0x05 Using a Network
Everything is there, how to use it? Simply invoke the interfaces provided by Evil as outlined in steps 1-5. For example,
// 1. Use Evil built-in model to identify ID number
lazy var evil = try? Evil(recognizer: .chineseIDCard)
let image: Recognizable=...let cardNumber = self.evil? .recognize(image)print(cardNumber)
Copy the code
// 2. Use custom models
let url: URL=...let evil = try? Evil(contentsOf: url, name: "demo")
let ciimage = CIImage(cvPixelBuffer: pixelBuffer).oriented(orientation)
if let numbers = ciimage.preprocessor
// Perspective correction
.perspectiveCorrection(boundingBox: observation.boundingBox,
topLeft: observation.topLeft,
topRight: observation.topRight,
bottomLeft: observation.bottomLeft,
bottomRight: observation.bottomRight)
.mapValue({Value($0.image.oriented(orientation), $0.bounds)})

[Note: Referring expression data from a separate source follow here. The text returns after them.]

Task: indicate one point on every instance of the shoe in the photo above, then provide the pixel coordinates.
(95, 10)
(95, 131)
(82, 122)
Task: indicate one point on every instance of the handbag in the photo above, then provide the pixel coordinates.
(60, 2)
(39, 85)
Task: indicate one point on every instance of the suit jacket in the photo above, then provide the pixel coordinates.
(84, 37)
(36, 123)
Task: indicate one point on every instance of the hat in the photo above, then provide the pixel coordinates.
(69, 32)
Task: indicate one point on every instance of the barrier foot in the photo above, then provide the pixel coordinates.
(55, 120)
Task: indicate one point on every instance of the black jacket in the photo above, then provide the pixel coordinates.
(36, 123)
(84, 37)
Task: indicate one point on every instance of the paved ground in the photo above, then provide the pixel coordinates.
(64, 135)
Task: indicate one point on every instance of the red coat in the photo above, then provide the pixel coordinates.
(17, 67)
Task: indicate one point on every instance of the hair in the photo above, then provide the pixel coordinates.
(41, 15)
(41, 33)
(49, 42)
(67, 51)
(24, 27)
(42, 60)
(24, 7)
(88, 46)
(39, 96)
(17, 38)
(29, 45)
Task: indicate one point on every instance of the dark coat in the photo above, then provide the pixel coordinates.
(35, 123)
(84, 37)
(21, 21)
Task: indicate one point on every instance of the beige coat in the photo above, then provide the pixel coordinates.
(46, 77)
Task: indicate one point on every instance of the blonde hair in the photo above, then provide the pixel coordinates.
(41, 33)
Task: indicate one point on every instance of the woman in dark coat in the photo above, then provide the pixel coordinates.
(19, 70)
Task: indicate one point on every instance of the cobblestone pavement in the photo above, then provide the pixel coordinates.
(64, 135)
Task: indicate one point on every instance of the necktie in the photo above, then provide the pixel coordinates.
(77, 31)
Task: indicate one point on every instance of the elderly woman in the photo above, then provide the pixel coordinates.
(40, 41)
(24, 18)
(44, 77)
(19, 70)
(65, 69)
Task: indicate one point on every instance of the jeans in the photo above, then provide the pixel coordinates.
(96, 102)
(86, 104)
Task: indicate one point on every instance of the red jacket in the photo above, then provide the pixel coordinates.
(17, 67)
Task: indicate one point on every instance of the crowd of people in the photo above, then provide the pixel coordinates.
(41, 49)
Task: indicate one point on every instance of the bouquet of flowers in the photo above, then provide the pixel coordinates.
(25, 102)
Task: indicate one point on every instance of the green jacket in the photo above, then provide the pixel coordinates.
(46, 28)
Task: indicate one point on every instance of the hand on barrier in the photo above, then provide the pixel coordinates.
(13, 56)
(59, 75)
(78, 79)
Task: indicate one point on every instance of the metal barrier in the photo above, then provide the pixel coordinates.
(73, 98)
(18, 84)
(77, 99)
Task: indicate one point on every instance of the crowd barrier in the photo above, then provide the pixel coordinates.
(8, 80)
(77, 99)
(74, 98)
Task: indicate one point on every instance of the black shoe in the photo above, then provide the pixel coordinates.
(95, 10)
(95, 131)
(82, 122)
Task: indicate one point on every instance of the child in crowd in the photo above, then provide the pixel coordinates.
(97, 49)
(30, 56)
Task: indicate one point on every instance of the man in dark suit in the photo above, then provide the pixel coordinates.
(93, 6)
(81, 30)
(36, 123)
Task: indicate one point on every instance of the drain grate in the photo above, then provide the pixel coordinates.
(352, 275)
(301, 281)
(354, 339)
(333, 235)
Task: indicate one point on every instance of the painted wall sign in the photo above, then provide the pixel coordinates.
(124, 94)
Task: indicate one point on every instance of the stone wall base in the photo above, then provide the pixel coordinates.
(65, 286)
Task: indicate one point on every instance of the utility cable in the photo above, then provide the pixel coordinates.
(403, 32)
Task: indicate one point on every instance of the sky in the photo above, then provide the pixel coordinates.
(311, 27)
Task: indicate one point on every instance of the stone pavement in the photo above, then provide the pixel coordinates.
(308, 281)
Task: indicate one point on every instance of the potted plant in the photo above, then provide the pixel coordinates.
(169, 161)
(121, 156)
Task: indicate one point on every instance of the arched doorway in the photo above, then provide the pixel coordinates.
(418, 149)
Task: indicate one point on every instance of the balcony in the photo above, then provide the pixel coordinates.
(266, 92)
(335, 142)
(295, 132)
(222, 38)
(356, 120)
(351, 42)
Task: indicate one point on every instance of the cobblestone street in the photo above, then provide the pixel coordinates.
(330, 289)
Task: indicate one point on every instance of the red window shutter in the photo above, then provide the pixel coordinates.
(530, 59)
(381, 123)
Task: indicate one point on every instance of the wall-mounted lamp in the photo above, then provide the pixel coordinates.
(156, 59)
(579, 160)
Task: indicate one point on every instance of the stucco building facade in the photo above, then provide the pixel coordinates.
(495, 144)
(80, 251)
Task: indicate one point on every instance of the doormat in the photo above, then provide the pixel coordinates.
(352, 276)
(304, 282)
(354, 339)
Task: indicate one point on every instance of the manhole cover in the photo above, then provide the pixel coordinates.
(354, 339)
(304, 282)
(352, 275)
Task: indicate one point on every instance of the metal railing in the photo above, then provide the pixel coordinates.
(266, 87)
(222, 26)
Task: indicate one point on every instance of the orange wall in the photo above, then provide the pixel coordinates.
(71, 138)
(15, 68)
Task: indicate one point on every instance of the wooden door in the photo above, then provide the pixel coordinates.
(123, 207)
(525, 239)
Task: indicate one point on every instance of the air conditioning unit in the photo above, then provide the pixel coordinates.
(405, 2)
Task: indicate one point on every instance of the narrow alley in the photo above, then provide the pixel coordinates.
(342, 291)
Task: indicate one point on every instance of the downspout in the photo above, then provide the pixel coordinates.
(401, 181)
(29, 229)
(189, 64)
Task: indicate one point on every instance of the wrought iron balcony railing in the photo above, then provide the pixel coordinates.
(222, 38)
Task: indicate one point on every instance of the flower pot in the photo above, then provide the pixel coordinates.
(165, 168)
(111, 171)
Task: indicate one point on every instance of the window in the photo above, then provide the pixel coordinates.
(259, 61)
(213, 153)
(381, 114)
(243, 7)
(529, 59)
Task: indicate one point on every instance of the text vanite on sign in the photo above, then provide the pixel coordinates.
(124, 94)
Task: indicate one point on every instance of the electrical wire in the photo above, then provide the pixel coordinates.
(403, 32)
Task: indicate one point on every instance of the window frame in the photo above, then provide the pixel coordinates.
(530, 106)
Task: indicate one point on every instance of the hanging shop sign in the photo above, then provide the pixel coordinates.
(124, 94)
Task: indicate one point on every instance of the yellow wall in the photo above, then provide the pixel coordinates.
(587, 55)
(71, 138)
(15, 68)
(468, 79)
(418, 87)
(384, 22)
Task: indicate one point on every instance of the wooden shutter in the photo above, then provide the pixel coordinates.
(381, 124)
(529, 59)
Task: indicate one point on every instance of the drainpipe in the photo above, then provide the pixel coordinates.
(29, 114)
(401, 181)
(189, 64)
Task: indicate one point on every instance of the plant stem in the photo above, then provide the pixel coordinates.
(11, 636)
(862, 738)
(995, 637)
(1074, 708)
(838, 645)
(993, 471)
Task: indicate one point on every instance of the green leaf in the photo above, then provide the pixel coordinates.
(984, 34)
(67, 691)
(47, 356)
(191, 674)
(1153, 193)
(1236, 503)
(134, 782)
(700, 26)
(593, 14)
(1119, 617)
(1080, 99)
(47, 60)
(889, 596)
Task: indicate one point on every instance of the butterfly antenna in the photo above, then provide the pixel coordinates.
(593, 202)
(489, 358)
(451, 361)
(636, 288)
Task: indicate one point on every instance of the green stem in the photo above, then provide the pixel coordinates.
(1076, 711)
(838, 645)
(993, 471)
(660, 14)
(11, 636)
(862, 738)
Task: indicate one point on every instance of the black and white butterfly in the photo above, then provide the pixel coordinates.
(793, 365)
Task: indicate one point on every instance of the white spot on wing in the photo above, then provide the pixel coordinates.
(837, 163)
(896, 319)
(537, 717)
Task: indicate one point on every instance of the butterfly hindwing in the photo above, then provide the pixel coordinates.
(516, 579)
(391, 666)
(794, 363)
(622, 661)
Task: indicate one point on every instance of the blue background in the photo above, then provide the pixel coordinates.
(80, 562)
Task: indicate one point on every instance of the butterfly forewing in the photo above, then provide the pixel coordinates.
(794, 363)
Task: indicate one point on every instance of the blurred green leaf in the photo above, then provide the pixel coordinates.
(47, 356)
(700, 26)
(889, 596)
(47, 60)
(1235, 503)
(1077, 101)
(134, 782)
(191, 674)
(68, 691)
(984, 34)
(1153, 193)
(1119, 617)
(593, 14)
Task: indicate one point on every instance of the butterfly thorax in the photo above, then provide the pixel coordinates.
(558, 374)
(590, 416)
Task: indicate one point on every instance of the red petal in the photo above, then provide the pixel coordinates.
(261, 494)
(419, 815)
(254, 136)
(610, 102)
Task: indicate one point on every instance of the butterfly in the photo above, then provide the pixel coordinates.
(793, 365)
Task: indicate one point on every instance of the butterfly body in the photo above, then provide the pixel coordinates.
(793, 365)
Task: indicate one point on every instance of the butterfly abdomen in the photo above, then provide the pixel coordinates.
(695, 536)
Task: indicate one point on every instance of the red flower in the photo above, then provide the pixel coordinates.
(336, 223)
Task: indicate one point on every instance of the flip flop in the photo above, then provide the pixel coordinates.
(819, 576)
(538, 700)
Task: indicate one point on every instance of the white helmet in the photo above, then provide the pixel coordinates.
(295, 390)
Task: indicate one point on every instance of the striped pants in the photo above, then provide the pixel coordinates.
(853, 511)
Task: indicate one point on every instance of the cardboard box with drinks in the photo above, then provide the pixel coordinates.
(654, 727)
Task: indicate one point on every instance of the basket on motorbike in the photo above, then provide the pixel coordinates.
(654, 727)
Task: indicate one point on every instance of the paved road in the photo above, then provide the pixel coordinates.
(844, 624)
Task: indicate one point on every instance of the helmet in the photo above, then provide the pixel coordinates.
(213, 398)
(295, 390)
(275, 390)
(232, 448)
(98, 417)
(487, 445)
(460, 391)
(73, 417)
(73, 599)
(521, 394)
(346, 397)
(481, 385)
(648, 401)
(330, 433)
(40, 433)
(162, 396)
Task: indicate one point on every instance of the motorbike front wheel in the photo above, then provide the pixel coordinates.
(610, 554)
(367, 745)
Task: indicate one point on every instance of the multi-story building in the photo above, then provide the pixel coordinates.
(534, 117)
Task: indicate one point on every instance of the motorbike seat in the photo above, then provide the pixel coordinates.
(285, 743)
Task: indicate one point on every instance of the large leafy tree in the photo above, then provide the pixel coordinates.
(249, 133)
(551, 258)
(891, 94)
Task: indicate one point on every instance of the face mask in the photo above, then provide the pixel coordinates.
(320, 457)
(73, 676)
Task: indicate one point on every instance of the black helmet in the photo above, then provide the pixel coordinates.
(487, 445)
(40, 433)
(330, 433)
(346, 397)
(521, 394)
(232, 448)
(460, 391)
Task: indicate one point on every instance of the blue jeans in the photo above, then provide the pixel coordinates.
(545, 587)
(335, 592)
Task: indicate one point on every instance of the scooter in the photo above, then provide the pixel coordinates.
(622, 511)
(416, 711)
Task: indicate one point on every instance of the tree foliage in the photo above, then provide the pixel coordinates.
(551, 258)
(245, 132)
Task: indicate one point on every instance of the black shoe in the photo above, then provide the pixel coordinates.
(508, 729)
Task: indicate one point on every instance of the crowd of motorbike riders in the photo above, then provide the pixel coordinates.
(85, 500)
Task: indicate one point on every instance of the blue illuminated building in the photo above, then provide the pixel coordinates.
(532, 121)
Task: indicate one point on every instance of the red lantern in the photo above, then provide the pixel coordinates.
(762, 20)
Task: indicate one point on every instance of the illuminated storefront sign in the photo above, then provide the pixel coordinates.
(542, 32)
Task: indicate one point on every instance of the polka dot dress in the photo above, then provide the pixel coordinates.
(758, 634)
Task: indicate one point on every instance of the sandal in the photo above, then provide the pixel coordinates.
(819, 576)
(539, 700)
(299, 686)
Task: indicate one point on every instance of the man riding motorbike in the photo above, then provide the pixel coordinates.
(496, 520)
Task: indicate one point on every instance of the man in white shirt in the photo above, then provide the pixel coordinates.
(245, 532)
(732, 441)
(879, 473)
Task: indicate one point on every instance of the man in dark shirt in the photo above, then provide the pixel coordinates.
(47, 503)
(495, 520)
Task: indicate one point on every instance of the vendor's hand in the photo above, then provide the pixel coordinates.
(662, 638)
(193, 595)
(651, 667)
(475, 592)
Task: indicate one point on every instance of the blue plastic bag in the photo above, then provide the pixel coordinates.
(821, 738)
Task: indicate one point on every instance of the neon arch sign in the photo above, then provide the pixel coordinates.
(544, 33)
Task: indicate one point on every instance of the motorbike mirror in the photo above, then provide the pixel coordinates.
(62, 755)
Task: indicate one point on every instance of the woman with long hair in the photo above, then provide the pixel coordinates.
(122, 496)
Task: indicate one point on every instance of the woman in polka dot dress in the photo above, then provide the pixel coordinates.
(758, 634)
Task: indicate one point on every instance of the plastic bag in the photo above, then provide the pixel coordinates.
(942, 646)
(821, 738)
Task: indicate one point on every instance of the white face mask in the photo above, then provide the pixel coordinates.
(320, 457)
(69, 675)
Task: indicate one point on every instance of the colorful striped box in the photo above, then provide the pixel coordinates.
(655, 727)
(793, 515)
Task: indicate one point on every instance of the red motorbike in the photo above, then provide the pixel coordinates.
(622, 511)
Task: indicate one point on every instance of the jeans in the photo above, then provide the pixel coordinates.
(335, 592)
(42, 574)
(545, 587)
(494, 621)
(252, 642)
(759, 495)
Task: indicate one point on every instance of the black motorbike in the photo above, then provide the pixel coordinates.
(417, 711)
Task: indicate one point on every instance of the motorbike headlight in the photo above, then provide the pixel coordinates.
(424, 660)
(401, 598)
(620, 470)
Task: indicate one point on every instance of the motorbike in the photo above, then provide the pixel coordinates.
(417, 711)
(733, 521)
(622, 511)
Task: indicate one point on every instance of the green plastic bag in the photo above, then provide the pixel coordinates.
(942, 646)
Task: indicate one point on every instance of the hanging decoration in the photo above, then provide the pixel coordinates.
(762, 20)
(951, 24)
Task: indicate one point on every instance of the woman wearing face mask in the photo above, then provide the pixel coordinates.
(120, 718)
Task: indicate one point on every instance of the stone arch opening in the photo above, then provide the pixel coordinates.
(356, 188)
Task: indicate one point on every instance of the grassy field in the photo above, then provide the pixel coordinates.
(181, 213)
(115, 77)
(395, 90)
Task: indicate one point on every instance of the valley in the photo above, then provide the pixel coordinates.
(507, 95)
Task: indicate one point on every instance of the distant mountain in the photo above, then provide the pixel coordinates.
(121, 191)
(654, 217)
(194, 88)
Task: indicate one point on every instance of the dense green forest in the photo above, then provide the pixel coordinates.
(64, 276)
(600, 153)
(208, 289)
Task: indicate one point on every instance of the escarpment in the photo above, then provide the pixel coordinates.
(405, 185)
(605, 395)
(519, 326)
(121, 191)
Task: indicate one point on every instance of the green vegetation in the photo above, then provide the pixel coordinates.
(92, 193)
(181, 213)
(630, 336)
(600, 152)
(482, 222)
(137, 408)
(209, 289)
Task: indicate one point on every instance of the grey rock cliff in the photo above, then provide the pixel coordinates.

// Make sure your id card faces up
.correctionByFace()
// Intercept the number area
.cropChineseIDCardNumberArea()
// Preprocessing gaussian blur etc
.process()
// Split text
.divideText()
// Simple verification.value? .map({$0.image }), numbers.count= =18 {
if let result = try? self.evil? .prediction(numbers) {if letcardnumber = result? .flatMap({ $0 }).joined() {
DispatchQueue.main.async {
self.tipLabel.text = cardnumber
}
}
}
}
Copy the code
conclusion
Good, good advertising is here, welcome to ridicule, welcome to star fork, welcome to all pr, welcome to contribute your own training model. Writing for the first time in nuggets thanks for your support.